Pixel at NakbaArchiveClassifier Shared Task: ConvNeXt-Based Ensemble for Destruction Detection
Proceedings of the 2nd International Workshop on Nakba Narratives as Language Resources @ LREC 2026
Abstract
This paper describes our submission to the Nakba Image Classification Shared Task at the Nakba-NLP 2026 workshop. The task requires binary classification of social media images into two categories: destruction and not_destruction. The dataset includes approximately 1,600 annotated development images and 400 held-out test images, collected from Instagram posts published in Gaza between October 2023 and December 2025. High variability in viewpoint, lighting, and image quality, coupled with the inherent complexities of identifying structural damage in dense urban environments, makes this task particularly challenging.
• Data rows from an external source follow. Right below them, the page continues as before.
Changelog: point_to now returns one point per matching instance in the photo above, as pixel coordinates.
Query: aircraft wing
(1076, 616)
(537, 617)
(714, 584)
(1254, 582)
Our system utilizes a pretrained ConvNeXt-Tiny backbone fine-tuned through a stratified 5-fold cross-validation framework. To mitigate class imbalance, we implement a weighted cross-entropy loss function. During the inference phase, we employ an ensemble strategy that averages predictions across all five fold-specific models, and test-time augmentation (TTA) is applied to enhance robustness. The final ensemble achieved a Macro F1-score of 0.8952 and an accuracy of 0.9055 on the official test set. Our results suggest that the integration of modern convolutional architectures with robust ensembling and augmentation strategies provides a reliable baseline for automated destruction detection.